Is it any coincidence that our profoundest thoughts arise out from the ashes of hearts set on fire? Unlikely. Tormented souls, like darkness, give birth to dancing stars and liberate our highest hopes. It is necessary that hope first dance with despair in order for it to secure its essence, otherwise we shall live, as we all our lives do, never knowing if we despair or hope, befriending a nervous anxiety with no name because without a decision. Cancer patients speak of the blessings of knowing they shall soon die of their illness. In this one tragic but amazing instance, the sickness is the cure. There is nothing like the inevitability and imminence of death to set your whole life straight, or at least whatever little shall be left of it. Tragedy requires the hero to be unconscious, unaware of his fate even as it slowly crumbles before him. But alas he still hoped in a dialectic which he hopes would favor him in the end; and so he struggles and fights, believing that fate is won by one's own hands, trusting in a universe that he still imagined to have divine laws and justice and reason. In effect, it is those old beliefs that killed him, and never the actual death or fall into despair. The terrible moment of death, the free fall into despair--this is what liberates us as they crystallize what had long been empty certainties without reality and consequence. The very first philosophers had it right when they said with a sigh that to learn how to die is to learn how to live. 

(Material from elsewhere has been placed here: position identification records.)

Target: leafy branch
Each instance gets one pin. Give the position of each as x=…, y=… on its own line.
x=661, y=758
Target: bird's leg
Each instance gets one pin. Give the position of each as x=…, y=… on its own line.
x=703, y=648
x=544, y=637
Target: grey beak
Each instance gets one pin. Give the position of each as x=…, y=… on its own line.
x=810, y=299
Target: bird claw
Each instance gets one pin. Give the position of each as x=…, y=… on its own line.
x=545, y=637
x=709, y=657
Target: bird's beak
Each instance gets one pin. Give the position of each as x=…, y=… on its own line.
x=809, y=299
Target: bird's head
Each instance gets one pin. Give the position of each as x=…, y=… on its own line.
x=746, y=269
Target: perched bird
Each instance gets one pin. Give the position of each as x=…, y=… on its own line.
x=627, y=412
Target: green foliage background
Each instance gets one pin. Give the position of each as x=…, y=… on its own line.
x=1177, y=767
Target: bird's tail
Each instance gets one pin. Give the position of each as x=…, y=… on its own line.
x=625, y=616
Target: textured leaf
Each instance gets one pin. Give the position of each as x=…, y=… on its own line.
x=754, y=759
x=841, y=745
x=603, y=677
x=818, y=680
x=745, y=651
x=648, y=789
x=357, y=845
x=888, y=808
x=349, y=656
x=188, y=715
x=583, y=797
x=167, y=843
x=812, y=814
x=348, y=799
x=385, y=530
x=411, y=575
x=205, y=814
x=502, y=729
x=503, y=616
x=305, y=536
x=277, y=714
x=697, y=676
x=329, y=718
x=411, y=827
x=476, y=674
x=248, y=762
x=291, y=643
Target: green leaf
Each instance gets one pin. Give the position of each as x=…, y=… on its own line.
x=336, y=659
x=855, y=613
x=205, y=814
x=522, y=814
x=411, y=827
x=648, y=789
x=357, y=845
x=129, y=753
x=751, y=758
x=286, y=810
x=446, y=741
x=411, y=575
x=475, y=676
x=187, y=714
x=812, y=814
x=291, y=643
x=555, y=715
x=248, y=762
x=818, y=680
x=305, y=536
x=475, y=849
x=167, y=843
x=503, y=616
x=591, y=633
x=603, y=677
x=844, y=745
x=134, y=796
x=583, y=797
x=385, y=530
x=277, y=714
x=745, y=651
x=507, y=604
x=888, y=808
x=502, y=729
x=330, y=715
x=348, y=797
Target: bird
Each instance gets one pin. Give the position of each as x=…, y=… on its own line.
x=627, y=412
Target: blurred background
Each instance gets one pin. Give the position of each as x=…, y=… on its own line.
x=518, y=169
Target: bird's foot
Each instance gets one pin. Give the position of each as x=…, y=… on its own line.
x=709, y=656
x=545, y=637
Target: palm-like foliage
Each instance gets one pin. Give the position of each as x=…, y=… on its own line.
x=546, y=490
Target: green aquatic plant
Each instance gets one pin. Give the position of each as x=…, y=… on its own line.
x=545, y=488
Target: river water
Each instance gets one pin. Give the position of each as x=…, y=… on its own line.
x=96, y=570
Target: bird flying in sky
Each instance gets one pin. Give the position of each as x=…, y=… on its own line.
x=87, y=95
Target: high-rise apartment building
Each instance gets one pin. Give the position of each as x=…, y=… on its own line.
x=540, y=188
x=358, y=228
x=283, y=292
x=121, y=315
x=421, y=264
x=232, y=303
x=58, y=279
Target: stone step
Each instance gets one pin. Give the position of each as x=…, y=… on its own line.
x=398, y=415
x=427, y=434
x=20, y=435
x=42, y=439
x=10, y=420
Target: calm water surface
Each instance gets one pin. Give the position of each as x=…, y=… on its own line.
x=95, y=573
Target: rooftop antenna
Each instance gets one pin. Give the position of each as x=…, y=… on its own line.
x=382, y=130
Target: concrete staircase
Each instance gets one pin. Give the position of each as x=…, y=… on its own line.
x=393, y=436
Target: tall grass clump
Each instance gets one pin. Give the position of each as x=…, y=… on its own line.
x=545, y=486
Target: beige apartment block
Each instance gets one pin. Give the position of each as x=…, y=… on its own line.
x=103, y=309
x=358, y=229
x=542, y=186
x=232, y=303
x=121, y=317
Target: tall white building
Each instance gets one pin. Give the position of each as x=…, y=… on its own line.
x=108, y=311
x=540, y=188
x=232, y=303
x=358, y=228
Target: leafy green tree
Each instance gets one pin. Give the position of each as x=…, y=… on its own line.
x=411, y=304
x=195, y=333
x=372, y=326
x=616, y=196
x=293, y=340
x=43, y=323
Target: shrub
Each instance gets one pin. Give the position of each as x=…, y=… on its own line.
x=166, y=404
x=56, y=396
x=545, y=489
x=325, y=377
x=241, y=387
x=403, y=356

Those who have come back from illness and despair, they are the lucky ones. They stared at death's lovely countenance, were cast into its spell and soothed by its songs, and were told of life's secret--the secret that there is no secret to happiness. It is true that one may never recover from that conscious moment. Most will walk away blind, remain silent for the rest of their lives; we see this most in the old and dying with their wet eyes without tears, and empty but focused gazes. But if you are young still, whether in heart or spirit, recovery is never impossible, resurrection not implausible. To resurrect from despair does not however mean suddenly knowing how to pray and kneeling before all gods; or "seeing the light," finding life's true meaning, beginning to truly love. No, that would be replacing old idols with new ones no more empty and hollow than the first. To be revived, or to recover from physical or spiritual illness, is to secure before one's eyes the possibility of being in despair again, never forgetting and forever mourning for that part of you that is lost forever. All thoughts that come after, all your philosophy, and even the rest of your life will be one long eulogy to your first and irrevocable death.  And as with all eulogies, which have the sole advantage of having seen a whole, complete life through, your thoughts cannot be but wise.